# Not sure what character to use for my first fursuit



## Kium (Dec 21, 2011)

I am going to try to make my first fursuit but I have come to a decision. I was originally going to make Lilas, my dutch rabbit character but rabbits have such a weird anatomy for a fursuit especially the nose for my first. The other option is Takoda my island cougar. He is really cute and this anatomy might be easier but he has so many markings. I was wondering what your thoughts are. I ordered some free faux fur swatches to see how good they look in person to possibly help my decision. Here are the refs and concept art:


*Lilas:*

*Ref:* http://www.furaffinity.net/view/6975818/
*Concept Art:* http://www.furaffinity.net/view/6976035/
http://www.furaffinity.net/view/6976792/
http://www.furaffinity.net/view/7075911/

*Takoda: 

**Ref :  *http://www.furaffinity.net/view/5745003/*
Concept Art: *http://www.furaffinity.net/view/7073036/


----------



## Tiger In A Tie (Dec 21, 2011)

I adore Takoda, I think he'd be great


----------



## Grae Sparrowkin (Dec 21, 2011)

Takoda would be good if you are looking for something easy, but I really adore your Lilas and would love to see that character as a suit.


----------



## BINKS_Wolf (Dec 21, 2011)

I like Takoda. Very cool looking character.


----------



## Fay V (Dec 21, 2011)

I rather think lilas would be easier. once you get the headshape it will be alright, those tiny markings look like murder


----------



## Inciatus (Dec 21, 2011)

I think Lilias would be cuter. Also I don't think the nose would be that hard for him.


----------



## Kium (Dec 21, 2011)

Fay V said:


> I rather think lilas would be easier. once you get the headshape it will be alright, those tiny markings look like murder



Yeah I was worried mostly about the face shape with Lilas and the markings for Takoda :/


----------



## Kium (Dec 21, 2011)

Inciatus said:


> I think Lilias would be cuter. Also I don't think the nose would be that hard for him.
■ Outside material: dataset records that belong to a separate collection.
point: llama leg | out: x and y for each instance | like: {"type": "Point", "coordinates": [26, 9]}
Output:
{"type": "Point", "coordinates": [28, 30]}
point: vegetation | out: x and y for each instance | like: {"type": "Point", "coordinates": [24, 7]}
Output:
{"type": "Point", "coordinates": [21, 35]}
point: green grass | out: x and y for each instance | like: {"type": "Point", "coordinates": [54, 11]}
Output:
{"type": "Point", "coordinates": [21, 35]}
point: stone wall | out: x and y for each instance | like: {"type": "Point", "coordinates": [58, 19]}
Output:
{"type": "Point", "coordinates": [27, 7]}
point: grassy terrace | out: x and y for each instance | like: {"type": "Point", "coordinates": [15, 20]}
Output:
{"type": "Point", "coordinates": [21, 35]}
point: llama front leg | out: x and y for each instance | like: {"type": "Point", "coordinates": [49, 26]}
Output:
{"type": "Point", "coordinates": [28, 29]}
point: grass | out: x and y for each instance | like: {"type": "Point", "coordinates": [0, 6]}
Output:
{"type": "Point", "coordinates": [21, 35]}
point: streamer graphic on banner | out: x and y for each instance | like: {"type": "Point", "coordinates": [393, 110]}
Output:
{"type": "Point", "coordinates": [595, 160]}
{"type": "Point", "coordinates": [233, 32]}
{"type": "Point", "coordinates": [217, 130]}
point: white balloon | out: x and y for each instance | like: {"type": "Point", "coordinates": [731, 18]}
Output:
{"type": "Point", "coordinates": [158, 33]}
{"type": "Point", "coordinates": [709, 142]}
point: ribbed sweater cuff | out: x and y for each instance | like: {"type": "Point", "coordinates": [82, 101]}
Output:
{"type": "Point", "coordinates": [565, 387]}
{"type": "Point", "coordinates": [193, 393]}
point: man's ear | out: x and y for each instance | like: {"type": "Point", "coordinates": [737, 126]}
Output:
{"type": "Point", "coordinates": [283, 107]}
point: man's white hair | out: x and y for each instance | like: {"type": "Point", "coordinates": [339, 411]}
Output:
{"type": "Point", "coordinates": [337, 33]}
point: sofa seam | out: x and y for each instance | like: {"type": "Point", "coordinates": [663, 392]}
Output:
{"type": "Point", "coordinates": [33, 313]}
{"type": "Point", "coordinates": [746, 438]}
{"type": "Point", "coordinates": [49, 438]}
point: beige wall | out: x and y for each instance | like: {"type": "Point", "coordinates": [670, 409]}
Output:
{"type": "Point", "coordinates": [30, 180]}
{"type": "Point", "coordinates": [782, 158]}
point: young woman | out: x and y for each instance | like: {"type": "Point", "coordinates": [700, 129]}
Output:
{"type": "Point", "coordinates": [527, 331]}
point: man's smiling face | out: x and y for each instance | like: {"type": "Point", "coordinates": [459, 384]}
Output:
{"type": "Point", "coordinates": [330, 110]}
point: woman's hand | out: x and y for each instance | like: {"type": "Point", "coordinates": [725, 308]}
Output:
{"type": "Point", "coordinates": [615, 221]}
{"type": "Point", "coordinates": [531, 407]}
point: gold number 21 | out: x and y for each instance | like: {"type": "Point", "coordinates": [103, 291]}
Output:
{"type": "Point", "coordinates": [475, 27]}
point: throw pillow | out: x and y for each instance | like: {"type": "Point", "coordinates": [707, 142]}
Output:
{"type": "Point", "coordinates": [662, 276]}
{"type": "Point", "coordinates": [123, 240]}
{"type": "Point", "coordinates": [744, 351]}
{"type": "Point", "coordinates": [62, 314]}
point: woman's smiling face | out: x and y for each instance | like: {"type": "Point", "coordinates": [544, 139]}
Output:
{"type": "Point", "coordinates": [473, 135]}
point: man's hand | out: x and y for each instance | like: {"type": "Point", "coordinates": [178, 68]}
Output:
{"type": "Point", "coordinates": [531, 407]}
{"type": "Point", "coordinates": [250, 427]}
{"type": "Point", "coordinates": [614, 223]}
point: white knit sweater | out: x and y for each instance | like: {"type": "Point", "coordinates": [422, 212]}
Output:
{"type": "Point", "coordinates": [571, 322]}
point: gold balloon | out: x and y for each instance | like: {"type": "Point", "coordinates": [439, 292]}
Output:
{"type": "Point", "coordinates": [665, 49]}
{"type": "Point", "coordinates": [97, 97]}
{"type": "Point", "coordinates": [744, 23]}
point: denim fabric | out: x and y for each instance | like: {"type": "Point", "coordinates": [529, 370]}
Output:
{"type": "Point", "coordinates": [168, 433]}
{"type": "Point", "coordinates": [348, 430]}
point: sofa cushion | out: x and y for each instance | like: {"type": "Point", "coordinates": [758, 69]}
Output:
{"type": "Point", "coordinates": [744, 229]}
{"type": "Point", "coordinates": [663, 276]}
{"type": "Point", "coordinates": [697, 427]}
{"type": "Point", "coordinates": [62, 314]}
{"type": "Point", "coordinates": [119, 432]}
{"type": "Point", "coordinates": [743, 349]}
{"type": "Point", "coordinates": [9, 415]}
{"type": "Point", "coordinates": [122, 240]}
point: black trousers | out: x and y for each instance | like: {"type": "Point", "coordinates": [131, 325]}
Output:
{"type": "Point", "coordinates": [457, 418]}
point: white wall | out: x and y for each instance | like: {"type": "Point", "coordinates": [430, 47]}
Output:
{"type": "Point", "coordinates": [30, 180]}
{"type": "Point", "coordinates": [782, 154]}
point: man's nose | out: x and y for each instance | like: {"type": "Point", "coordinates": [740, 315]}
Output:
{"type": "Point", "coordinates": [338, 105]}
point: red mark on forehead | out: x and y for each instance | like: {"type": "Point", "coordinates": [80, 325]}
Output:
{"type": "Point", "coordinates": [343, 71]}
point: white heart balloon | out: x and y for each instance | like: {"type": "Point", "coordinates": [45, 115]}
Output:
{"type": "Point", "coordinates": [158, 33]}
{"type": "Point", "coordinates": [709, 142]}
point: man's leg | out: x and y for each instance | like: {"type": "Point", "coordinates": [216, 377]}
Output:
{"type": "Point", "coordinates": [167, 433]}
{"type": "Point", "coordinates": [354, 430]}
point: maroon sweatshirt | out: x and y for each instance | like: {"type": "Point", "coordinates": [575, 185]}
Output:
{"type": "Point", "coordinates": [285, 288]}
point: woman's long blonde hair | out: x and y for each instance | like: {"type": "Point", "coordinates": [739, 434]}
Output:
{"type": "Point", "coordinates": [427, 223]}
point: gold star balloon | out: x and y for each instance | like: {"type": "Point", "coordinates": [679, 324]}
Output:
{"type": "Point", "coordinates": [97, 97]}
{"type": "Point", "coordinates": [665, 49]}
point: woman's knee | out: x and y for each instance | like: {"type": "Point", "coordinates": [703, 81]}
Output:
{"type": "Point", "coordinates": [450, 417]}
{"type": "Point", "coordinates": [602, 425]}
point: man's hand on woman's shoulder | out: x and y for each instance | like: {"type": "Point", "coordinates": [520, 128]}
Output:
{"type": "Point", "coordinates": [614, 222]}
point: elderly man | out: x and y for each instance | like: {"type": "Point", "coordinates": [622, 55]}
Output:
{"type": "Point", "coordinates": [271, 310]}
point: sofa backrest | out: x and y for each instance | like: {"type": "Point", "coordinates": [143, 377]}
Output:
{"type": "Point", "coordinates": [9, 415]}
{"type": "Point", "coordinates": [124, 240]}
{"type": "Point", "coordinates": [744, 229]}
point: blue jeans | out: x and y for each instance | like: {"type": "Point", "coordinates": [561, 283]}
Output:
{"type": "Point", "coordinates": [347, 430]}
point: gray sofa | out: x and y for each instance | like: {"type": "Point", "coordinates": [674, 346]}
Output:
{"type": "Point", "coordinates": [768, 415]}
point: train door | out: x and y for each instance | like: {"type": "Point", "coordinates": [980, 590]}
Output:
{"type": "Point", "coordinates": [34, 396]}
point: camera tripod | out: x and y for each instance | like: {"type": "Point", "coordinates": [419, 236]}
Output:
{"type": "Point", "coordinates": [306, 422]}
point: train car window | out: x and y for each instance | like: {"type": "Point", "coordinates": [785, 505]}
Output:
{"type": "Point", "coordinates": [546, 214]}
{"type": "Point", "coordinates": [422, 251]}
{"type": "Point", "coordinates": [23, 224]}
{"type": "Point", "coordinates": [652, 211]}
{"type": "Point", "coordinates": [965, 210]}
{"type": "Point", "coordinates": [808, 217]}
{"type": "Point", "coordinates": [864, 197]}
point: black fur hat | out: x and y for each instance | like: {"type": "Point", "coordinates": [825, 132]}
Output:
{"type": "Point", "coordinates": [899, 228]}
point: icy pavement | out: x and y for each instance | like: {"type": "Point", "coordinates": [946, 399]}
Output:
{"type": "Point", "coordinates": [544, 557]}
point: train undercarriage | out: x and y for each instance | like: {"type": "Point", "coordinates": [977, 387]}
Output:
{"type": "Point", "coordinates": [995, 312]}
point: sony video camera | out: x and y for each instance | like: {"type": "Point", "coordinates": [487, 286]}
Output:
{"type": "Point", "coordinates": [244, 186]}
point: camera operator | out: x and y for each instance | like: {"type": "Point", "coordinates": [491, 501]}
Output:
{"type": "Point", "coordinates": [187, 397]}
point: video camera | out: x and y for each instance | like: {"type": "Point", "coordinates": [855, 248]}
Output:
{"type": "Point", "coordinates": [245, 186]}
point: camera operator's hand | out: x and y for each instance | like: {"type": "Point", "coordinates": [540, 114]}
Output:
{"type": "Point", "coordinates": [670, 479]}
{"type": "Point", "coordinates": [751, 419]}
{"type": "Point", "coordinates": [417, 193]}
I was thinking to make her nose with something like fleece or something. I'm not sure. It's something I'll have to think out


----------



## Kium (Dec 21, 2011)

Grae Sparrowkin said:


> Takoda would be good if you are looking for something easy, but I really adore your Lilas and would love to see that character as a suit.



Even if I did make Takoda I probably would eventually make a Lilas suit :3 she's so cute!


----------



## Kium (Dec 21, 2011)

I just added some new concept art.

http://www.furaffinity.net/view/7075911/


----------



## Teal (Dec 21, 2011)

Lilas is adorable.
And looks easier, good luck with your suit.

(BTW you kinda triple posted buddy)


----------



## Kium (Dec 22, 2011)

TealMoon said:


> Lilas is adorable.
> And looks easier, good luck with your suit.
> 
> (BTW you kinda triple posted buddy)



thanks xD and I didn't triple post, I was replying to the posts above


----------



## Dreaming (Dec 22, 2011)

I'd go for Takoda, dude.


----------



## SweaWolf (Dec 23, 2011)

I would have chosen lilas, it looks cute


----------



## Jyaki (Dec 29, 2011)

Takoda I think would be the best.


----------